If you’ve been following the blogs I write here at families.com (Fatherhood and Education) for any length of time you’ve no doubt noticed the almost singular anxiety and focus I’ve had since the beginning of summer. I’m currently working towards a doctorate in fine arts and it turns out that after you’ve passed all of your classes you still need to pass a particularly nasty sequence of tests to additionally prove that they should allow you to write that big paper (dissertation) and maybe (just maybe) award you a degree. So for the entire summer my wife would take our son to the pool, to the mall, or to visit friends and family while leaving me to the dungeon of reprising four years of graduate work. Part one of my testing had finally come.
It’s no surprise that I felt like a worthless husband and father throughout the process (and continue to feel that way sometimes). I was put in the position of largely abandoning my family for the continued pursuit of education (for the purpose of future employment). While we agreed that this was the path our family was to take it did not make the decision any easier (and the task itself was certainly still hard). So when the time finally came to engage part one of the testing I was not especially anxious but more accurately anticipating some form of relief, not only for myself but for my family.

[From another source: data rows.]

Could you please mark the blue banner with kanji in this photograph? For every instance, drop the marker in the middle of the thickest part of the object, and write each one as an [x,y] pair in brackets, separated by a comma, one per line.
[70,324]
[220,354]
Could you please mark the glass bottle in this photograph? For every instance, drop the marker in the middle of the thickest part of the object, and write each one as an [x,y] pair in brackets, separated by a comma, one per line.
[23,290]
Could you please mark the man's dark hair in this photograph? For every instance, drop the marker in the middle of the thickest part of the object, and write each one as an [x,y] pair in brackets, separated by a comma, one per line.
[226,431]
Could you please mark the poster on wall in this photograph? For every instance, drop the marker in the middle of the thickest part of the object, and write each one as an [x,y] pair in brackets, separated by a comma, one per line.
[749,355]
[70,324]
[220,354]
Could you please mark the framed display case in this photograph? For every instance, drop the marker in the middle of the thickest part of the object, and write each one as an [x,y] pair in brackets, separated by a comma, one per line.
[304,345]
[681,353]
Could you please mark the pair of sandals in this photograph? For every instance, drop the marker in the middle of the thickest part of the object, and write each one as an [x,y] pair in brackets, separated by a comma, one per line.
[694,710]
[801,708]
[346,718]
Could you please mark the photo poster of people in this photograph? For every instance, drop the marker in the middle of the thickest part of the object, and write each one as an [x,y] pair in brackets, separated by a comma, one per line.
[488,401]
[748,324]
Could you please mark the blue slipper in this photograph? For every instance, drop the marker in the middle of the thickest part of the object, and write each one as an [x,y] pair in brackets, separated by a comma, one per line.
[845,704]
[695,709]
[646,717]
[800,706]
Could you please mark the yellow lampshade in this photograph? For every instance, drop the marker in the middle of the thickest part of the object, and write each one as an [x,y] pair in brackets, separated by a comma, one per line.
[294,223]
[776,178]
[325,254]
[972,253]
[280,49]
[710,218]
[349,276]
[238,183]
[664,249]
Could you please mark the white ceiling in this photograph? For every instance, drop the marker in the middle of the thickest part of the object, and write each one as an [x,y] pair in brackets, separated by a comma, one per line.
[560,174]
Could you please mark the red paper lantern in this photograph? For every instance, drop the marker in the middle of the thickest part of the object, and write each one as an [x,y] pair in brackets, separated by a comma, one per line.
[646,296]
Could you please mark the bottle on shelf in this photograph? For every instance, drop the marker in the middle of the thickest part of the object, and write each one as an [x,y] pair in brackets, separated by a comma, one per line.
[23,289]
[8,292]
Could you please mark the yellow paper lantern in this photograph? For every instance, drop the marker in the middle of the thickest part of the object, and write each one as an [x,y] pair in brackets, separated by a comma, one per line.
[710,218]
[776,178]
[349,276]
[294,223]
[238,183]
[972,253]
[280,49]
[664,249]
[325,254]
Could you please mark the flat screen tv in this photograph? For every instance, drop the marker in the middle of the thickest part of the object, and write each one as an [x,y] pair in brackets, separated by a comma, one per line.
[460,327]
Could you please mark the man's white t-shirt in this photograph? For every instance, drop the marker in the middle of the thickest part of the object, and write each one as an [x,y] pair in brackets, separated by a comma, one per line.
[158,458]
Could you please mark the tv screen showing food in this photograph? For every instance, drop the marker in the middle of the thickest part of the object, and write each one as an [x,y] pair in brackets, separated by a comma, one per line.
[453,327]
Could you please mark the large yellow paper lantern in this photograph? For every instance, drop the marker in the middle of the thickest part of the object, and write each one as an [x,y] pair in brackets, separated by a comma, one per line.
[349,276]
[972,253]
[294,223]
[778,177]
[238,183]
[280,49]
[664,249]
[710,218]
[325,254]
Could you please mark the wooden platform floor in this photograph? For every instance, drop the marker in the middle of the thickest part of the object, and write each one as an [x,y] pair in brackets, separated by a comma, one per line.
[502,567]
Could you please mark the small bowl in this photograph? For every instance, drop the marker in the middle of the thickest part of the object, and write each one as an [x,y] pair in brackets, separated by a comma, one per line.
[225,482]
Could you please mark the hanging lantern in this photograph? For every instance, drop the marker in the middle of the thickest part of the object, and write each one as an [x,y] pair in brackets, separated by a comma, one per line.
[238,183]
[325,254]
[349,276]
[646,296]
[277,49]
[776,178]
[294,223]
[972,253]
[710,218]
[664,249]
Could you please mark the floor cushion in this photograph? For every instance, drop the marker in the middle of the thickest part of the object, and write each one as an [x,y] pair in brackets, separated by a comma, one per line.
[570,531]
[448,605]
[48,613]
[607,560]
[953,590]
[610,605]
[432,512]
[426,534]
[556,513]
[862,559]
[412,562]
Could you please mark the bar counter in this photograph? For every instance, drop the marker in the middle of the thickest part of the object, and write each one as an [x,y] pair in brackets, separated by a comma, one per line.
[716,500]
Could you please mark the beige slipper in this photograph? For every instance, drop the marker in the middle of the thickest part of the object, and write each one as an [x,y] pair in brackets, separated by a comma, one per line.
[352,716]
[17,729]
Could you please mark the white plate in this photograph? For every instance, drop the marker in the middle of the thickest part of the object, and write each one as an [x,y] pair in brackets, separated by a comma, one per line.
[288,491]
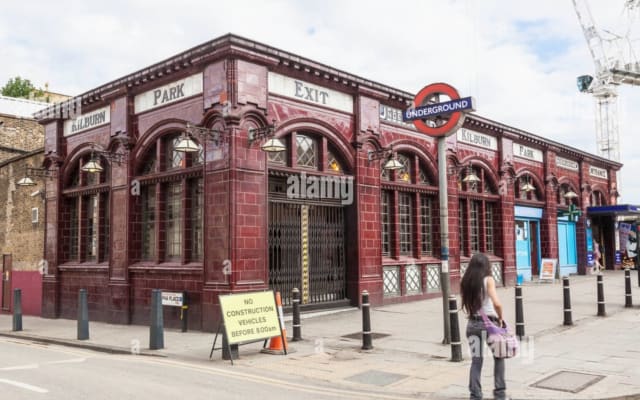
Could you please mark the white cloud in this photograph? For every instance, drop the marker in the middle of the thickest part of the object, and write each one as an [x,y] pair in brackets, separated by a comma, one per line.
[519,59]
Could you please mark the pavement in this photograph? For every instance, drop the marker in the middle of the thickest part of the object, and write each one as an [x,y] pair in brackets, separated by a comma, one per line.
[595,358]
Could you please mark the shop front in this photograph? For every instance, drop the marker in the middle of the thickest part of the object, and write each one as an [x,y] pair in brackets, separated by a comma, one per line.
[527,239]
[236,167]
[614,230]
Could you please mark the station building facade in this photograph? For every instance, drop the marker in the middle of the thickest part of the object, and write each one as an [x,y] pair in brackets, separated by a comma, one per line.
[322,215]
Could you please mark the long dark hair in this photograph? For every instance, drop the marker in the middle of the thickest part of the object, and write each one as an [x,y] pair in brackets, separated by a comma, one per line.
[472,283]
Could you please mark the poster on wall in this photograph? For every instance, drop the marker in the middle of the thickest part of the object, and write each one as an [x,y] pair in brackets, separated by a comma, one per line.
[589,247]
[548,269]
[628,244]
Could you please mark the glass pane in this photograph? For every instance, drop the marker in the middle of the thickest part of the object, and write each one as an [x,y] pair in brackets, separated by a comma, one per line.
[461,226]
[404,174]
[474,231]
[91,227]
[149,165]
[173,220]
[385,222]
[306,151]
[404,214]
[175,159]
[424,178]
[489,207]
[72,232]
[333,164]
[149,222]
[104,227]
[277,157]
[426,224]
[197,194]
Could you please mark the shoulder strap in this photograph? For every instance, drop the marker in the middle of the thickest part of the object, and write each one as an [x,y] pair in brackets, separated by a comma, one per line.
[485,319]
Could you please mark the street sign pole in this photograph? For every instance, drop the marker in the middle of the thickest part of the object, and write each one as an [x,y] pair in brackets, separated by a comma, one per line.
[439,120]
[444,235]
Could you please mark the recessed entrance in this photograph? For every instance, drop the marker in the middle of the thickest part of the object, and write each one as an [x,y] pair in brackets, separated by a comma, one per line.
[307,251]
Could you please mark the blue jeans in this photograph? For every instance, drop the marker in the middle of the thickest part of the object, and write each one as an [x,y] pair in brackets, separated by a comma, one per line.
[476,334]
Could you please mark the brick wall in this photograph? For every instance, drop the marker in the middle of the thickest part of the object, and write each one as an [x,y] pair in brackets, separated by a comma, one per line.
[21,134]
[20,237]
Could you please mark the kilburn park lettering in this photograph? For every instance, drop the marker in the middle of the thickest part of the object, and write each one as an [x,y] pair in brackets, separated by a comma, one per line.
[88,121]
[477,139]
[308,93]
[320,187]
[161,96]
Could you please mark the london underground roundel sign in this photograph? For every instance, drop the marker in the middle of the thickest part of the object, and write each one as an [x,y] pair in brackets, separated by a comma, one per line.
[435,118]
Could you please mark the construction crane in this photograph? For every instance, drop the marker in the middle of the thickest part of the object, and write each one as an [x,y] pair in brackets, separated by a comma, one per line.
[616,63]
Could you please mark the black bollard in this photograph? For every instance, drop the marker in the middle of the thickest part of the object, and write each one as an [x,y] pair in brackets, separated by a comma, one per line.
[17,310]
[601,310]
[83,315]
[366,322]
[184,312]
[628,301]
[297,328]
[567,301]
[156,329]
[519,313]
[229,352]
[456,345]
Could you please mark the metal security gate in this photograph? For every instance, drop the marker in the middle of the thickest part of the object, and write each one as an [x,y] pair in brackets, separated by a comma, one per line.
[6,282]
[307,251]
[284,248]
[327,272]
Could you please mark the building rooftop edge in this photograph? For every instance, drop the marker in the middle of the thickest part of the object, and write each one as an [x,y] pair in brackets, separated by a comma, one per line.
[229,39]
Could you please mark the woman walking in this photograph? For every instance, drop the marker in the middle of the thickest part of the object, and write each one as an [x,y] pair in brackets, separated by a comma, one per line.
[478,291]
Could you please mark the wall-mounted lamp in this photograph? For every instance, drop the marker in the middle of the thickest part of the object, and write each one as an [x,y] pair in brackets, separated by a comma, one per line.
[30,172]
[570,195]
[387,154]
[272,145]
[186,144]
[527,186]
[334,166]
[470,179]
[93,165]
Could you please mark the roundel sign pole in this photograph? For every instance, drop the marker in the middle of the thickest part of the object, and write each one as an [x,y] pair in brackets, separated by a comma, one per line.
[440,119]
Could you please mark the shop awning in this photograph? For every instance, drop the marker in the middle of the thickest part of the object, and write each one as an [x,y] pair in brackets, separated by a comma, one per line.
[617,210]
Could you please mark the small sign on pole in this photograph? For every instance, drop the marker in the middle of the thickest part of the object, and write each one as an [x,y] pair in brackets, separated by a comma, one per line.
[250,317]
[548,269]
[175,299]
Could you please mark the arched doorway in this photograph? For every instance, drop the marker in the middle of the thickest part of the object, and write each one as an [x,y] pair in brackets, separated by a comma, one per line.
[309,194]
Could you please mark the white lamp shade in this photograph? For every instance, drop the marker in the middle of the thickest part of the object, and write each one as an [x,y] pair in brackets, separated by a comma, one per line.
[186,145]
[273,145]
[393,164]
[92,166]
[26,181]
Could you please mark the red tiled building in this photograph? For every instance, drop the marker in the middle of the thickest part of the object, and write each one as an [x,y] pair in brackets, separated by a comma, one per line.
[321,215]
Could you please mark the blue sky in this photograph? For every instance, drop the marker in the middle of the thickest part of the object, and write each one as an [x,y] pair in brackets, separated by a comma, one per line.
[519,59]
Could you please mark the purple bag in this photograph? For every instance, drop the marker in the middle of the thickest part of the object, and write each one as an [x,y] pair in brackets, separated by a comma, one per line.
[503,343]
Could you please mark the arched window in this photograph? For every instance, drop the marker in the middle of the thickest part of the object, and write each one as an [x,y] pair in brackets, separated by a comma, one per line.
[309,152]
[170,203]
[84,222]
[526,188]
[400,202]
[477,211]
[567,195]
[598,198]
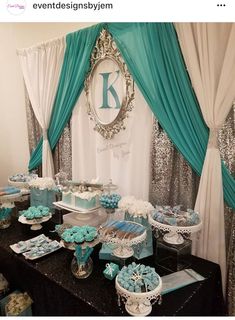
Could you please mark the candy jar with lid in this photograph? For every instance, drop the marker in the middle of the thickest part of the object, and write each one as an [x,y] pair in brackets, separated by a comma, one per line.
[110,198]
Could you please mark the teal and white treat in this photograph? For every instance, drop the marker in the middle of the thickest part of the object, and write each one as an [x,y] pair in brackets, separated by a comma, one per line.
[122,229]
[138,278]
[87,200]
[42,249]
[175,217]
[110,201]
[78,235]
[35,212]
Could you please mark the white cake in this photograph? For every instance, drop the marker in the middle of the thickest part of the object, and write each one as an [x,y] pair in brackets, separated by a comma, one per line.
[82,200]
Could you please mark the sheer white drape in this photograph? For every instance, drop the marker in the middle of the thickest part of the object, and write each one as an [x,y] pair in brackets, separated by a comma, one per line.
[41,67]
[125,158]
[208,50]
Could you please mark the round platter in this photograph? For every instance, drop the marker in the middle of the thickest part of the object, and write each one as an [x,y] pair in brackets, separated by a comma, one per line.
[122,241]
[84,244]
[35,223]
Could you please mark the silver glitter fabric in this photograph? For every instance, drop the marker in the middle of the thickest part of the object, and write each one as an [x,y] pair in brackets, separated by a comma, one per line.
[173,181]
[62,154]
[227,151]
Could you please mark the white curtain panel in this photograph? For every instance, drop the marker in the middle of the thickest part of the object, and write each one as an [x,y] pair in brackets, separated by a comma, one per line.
[41,67]
[208,50]
[125,159]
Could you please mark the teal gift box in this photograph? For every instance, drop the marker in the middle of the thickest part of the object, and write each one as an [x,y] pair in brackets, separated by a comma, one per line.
[111,270]
[43,197]
[145,248]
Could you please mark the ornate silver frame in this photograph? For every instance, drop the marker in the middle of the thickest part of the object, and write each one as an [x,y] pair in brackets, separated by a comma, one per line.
[106,48]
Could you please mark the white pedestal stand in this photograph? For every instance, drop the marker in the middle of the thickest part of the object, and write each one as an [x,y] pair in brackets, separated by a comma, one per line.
[138,304]
[173,235]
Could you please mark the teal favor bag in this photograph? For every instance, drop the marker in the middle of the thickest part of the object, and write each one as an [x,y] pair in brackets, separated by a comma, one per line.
[43,197]
[145,248]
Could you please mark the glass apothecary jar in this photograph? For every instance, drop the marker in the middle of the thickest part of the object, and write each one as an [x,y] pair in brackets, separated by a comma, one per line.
[81,270]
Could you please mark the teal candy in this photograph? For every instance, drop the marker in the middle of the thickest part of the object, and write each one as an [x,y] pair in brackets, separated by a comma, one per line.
[115,270]
[144,249]
[153,56]
[5,213]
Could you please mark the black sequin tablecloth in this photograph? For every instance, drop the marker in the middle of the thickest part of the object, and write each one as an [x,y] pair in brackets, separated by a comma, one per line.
[56,292]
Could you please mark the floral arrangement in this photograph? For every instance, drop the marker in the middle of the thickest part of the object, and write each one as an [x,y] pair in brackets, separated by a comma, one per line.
[135,207]
[42,183]
[138,278]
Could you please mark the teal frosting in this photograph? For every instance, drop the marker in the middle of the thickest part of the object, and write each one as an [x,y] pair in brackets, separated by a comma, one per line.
[110,201]
[35,212]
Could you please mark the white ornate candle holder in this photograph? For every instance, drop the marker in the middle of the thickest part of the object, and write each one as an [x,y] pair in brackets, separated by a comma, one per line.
[138,304]
[174,233]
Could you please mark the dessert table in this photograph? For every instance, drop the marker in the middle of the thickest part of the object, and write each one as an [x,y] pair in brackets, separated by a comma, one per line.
[56,292]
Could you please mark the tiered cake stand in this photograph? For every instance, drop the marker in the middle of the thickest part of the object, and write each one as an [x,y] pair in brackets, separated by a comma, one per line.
[80,217]
[138,304]
[174,233]
[122,245]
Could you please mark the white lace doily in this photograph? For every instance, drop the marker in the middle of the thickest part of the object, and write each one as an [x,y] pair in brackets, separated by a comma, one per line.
[123,244]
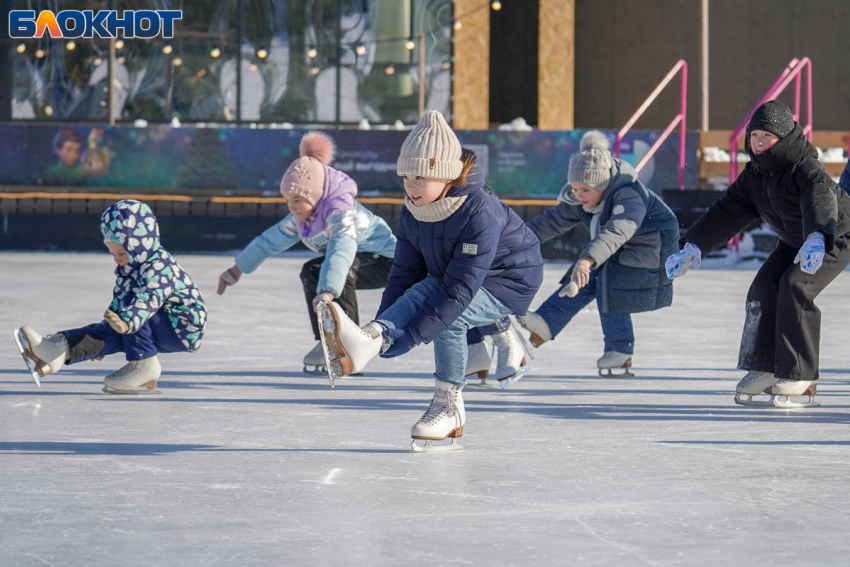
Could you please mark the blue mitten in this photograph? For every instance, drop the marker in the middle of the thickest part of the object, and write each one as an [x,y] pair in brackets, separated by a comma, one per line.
[810,256]
[677,264]
[403,342]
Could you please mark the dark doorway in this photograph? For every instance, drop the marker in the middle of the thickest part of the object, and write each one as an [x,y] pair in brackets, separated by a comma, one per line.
[513,61]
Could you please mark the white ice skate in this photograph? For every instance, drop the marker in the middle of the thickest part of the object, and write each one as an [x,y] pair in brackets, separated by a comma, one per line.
[753,384]
[510,365]
[444,419]
[135,373]
[478,359]
[347,347]
[42,355]
[314,361]
[538,327]
[613,360]
[784,390]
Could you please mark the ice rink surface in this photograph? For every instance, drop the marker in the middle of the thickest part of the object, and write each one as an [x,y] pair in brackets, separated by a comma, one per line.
[244,460]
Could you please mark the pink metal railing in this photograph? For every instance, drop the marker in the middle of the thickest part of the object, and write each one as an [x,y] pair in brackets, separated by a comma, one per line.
[794,70]
[679,118]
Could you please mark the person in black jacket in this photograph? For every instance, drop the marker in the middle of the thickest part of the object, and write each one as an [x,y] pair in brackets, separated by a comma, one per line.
[785,186]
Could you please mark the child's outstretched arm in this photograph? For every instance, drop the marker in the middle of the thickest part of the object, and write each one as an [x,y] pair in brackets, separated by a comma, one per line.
[339,255]
[554,222]
[627,214]
[844,180]
[276,239]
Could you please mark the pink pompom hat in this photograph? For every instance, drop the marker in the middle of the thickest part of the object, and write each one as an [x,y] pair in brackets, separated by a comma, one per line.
[306,176]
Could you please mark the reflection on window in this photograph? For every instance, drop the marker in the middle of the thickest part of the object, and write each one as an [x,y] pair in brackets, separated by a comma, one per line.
[284,64]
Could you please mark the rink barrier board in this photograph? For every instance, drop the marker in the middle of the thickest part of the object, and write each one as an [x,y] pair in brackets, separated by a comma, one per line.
[52,221]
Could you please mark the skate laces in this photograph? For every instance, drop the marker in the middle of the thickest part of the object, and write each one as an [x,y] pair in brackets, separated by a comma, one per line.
[436,410]
[753,376]
[126,369]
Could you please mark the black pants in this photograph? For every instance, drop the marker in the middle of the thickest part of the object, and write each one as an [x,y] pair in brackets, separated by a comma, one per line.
[782,327]
[368,271]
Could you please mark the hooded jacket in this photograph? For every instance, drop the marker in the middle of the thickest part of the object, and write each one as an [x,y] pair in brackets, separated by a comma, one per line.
[479,243]
[152,280]
[787,188]
[346,230]
[632,233]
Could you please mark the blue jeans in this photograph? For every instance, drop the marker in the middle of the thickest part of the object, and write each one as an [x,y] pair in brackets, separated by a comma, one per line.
[476,334]
[450,345]
[616,327]
[156,335]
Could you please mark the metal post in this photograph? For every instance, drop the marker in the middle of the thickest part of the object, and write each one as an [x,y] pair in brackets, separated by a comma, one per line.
[338,62]
[704,66]
[169,85]
[239,31]
[110,79]
[421,38]
[6,65]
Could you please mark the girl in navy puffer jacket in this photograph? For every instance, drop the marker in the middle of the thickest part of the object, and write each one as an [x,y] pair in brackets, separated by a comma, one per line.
[463,259]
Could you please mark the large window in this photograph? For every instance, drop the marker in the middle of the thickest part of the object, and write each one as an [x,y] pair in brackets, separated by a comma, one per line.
[297,61]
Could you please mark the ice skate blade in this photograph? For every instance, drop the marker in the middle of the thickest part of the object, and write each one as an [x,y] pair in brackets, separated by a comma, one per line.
[322,371]
[27,360]
[145,392]
[609,373]
[513,379]
[428,446]
[786,402]
[747,400]
[323,307]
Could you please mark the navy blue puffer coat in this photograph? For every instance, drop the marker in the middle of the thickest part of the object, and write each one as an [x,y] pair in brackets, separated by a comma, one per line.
[482,244]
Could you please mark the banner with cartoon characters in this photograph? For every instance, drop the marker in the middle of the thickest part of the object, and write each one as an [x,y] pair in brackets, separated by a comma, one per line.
[252,160]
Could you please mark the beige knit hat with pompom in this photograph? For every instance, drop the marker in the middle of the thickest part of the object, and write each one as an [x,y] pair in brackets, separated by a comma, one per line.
[592,164]
[305,177]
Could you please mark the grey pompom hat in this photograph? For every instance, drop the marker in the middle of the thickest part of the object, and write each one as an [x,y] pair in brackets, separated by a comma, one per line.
[592,164]
[431,150]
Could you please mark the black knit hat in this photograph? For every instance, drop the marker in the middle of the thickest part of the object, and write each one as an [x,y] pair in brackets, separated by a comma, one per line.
[774,117]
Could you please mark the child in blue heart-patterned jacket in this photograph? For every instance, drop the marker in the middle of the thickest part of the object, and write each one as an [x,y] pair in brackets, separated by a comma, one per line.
[156,308]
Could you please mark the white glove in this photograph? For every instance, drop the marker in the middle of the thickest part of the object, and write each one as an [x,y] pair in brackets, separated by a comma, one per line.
[810,256]
[324,297]
[677,264]
[228,278]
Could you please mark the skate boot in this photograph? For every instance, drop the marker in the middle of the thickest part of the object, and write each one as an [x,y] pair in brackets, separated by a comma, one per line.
[784,390]
[314,361]
[135,373]
[538,326]
[753,384]
[42,355]
[478,359]
[511,365]
[612,360]
[349,347]
[444,419]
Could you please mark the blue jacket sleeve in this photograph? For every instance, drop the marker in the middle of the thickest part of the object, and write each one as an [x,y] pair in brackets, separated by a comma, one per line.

The mornings (yes, two days for part one) weren’t especially hectic. I must admit, however, that I would have been more comfortable reviewing my notes in the mornings rather than changing diapers, packing a diaper bag, and locating our babysitter in the wee hours of the morning. After the testing periods were completed (they have yet to be evaluated) I did feel a form of relief that extended through the weekend. I really felt that I was able to spend time with my family without an undercurrent of worry (or a feeling that I should be studying). Needless to say, we’re all very excited for the testing period to conclude. Dad needs to read some children’s books for a while.